- Born: June 21, 1898 Moscow, Russia
- Died: April 29, 1973 (aged 74) Obinsk, USSR
- Scientific career
- Fields: Population genetics, radiation ecology
- Workplaces: Kaiser Wilhelm Institute for Brain Research, Institute for Medical Radiology

= Helena Alexandrovna Timofeeff-Ressovsky =

Russian biologist

Helena Alexandrovna Timofeeff-Ressovsky (June 21, 1898 – April 29, 1973) was a Russian biologist known for her work in developmental and population genetics and radiation ecology.

==Early and personal life==

Helena's father, Aleksandr Fidler, ran a private girls' school. She and her siblings (two brothers and six sisters) were well-educated; some of her sisters studied chemistry and musicology. Helena met her future husband, Nikolai Vladimirovich, while studying biology and zoology in Moscow.

The couple had two sons, Dmitry (born 1923) and Andrei (born 1927). Accused of antifascist activities in Germany, Dmitry was arrested in 1943 and died in the concentration camp in Mauthausen. Andrei became a physicist.

==Scientific career==

Helena and Nikolai co-authored a dozen papers that shaped developmental genetics. Their studies of Drosophila funebris in the 1920s explored the concepts of penetrance and expressivity.

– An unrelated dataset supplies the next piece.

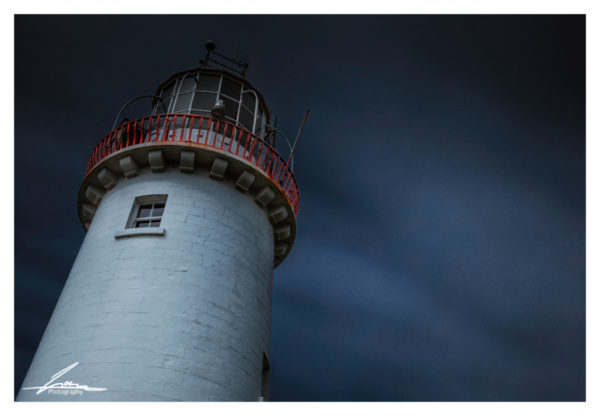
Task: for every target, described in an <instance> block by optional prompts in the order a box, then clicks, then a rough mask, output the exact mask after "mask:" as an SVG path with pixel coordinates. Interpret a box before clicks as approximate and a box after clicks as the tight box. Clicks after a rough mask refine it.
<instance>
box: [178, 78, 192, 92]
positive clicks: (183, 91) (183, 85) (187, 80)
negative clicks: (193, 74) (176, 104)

In response to Muller's X-ray experiments in the late 1920s, they turned their attention to mutation and population genetics. A 1927 paper provided the first experimental proof of concealed genetic variability.

On the recommendation of N. K. Koltsov, director of Moscow's Institute of Experimental Biology, the Timofeef-Ressovskys were recruited by Oskar Vogt to work at Berlin's Kaiser Wilhelm Institute for Brain Research in 1925. Official reluctance to let the couple leave Russia and enter Germany were overcome in part due to Helena's German ancestry. A number of other Russians, including Sergei R. Zarapkin and his family, technical assistant Natalie Kromm, and the Timofeeff-Ressovskys' nanny, were in residence at the Institute. Berlin was a comfortable place for women in the sciences: Cécile and Marthe Vogt, Estera Tenenbaum, Stella Rose, Rosa Schragenheim, Irmgard Leux, and Gertrud Soeken also worked at the Institute.

Following the Nazi rise to power in 1933, the political climate became increasingly uncomfortable in Germany. The Institute was pressured to dismiss foreigners, women, and Jews. Helena officially retired, though she continued to collaborate with her husband. Despite the efforts of Nikolai and Oskar Vogt, Tenenbaum was forced out of the Institute (and country) in 1934; facilitated by a research grant, Marthe Vogt left Germany in 1935. The situation in the Soviet Union was perilous: members of Nikolai and Helena's families were arrested and some were killed. Colleagues warned against returning home; when ordered to do so in 1937, Nikolai refused. He used competing offers from the United States to negotiate improved working conditions in his Berlin laboratory.

Helena's eldest son was arrested by the Germans in 1943 and her husband by the Russians in 1945. Their fate remained uncertain, but Helena was able to continue working in Berlin while her younger son resumed his studies. From 1946-1947, she worked under Hans Nachtsheim at Berlin University's Zoological Institute. In 1947, she received word that Nikolai was alive, and in August Helena and Andrei joined him in the Urals.

Helena once more worked as a researcher in a department headed by her husband, first in the Urals and then, for the last decade of her life, the Institute of Medical Radiology near Moscow. She continued her scientific work, though she received no salary and opportunities for publication were often limited by the secret nature of her work. During this period, she worked on problems of radiation ecology and population genetics, though the study of genetics was generally disallowed in the Soviet Union until the mid-60s. She was part of the first group in the USSR to study Arabidopsis genetics.

Helena died in 1973; the loss was a serious blow for the husband whose scientific work and political travails had always overshadowed hers. The Max Delbrück Center for Molecular Medicine hosts a lecture series named in Helena's honor.